Corticospinal Tract: descending motor pathway. Crosses from brain at medulaa so left sided lesion causes left sided weakness. Ipsalateral symptoms with spinal cord lesion.

Spinothalamic Injury: pain and temperature. If this region of spinal cord gets damaged, loss of pain/temperature on CONTRALATERAL side.

Dorsal columns: vibration/proprioception. Damage causes ipsalateral symptoms.

Anterior Cord Syndrome: damage to corticospinal and spinothalamic tracts causing loss of motor and pain/temp bilaterally below lesion. Caused by damage to anterior cord due to flexion or thrombosis. Poor prognosis.

Central Cord Syndrome: Older patients with cervical spondylosis with hyperextension. Damages corticospinal and spinothalamic tracts with upper extremities affected more than lower extremitites. Prognosis good though fine motor likely long term affected.

Brown-Sequard Syndrome: hemisection of cord. Ipsalateral loss of motor, proprioception/vibration, contralateral pain/temp. Due to penetrating injury. Best prognosis.

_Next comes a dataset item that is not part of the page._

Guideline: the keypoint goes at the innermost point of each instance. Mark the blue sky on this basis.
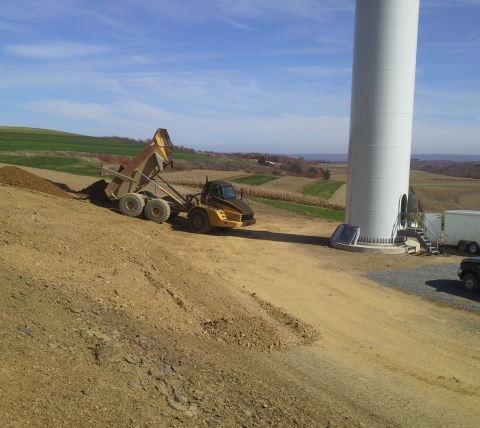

Complete Spinal Cord Lesions: absence of sensory/motor below level of injury. Includes loss of function to level of lowest sacral level. Priapism implies complete spinal cord injury. Incomplete if any sensory, motor, or both functions are partially present. Even if rectal tone or sacral sensation at anal region present, its consider incomplete.

Spinal Shock: Looks like complete and cannot differentiate until it resolves. Can persist for days/weeks. Bulbocavernous reflex: first reflex to return as shock resolves. Squeeze penis/clitorus causing anal tightening – can also be done by pulling on foley.

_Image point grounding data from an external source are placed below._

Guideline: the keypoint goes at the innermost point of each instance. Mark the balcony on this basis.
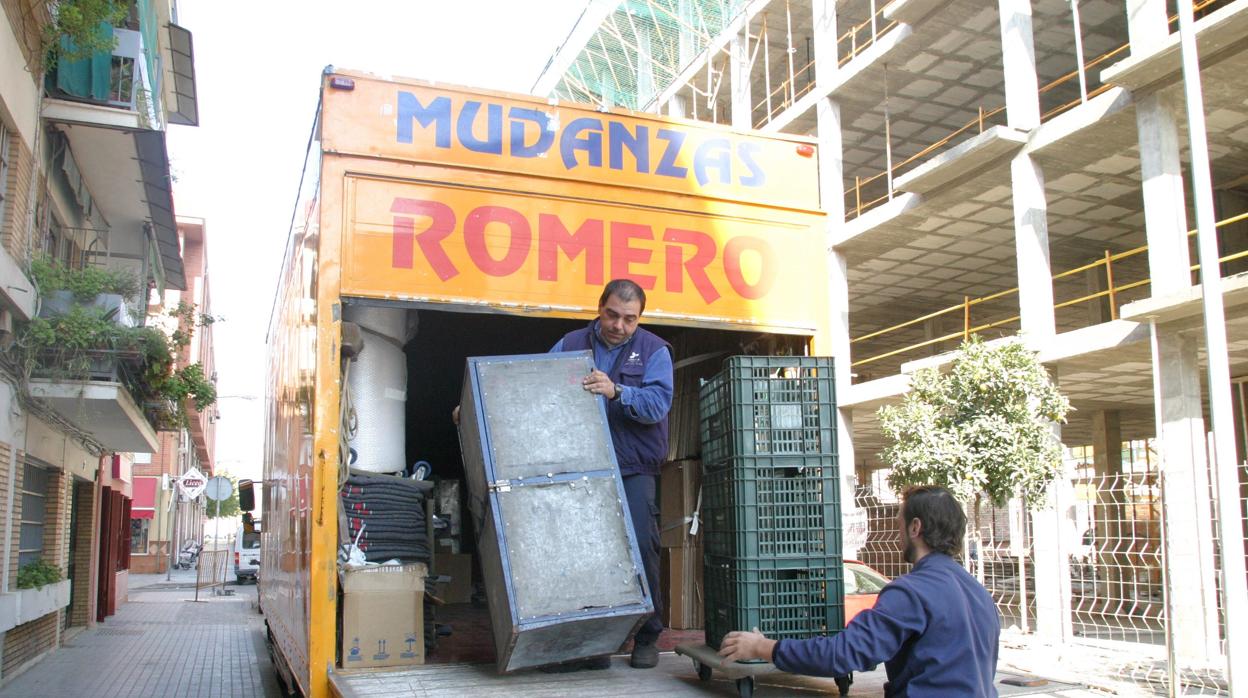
(99, 400)
(110, 110)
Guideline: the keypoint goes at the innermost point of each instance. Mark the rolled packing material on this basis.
(388, 322)
(378, 388)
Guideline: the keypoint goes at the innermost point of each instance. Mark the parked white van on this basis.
(247, 555)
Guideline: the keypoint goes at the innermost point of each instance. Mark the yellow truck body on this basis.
(466, 200)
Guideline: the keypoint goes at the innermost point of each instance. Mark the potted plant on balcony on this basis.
(84, 344)
(61, 289)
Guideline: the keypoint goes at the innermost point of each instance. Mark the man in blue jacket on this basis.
(935, 628)
(633, 371)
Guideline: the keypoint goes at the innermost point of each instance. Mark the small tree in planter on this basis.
(981, 428)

Neurogenic Shock: injury to spinal cord at cervical or thoracic vertebral causing loss of sympathetic arterial tone. Causing peripherally vasodilation, hypotensive with relative bradycardia. Flaccid with areflexia. If some neuro symptoms at all below, likely not neurogenic shock. This is diagnosis of exclusion. Treatment with IV fluids, MAP > 90. May need positive inotropes, atropine for significant bradycardia.

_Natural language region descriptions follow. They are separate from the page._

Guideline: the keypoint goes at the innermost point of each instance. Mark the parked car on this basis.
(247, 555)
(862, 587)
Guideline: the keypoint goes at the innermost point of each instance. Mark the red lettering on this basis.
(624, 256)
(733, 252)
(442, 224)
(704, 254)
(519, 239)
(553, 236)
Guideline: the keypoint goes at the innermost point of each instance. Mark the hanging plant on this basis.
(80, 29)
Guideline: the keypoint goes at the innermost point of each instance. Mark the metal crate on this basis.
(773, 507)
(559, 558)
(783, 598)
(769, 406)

Penetrating Injuries: transperitoneal and transintestinal GSW to spine needs IV broad spectrum antibiotics. most are managed non-operatively. If progressive neuro deficits, will need surgical decompression. Bullet remova does not significantly improve neuro deficits of patients with stable cervical or thoracic spine. Bullet removal at T11-L2 may significantly improve motor recovery in both incomplete and complete spinal injuries.

Cervical Spine Injuries

NEXUS: National Emergency X-Radiography Utilization Study. No imaging of cervical spine if all 5 excluded. 99.6% sensitive, 12.9% specific. N (neuro deficit/paresthesis), E (Etoh), X (Xtreme injury/distracting injury), U (Unable to provide history, AMS), S (Spinal tenderness, midline).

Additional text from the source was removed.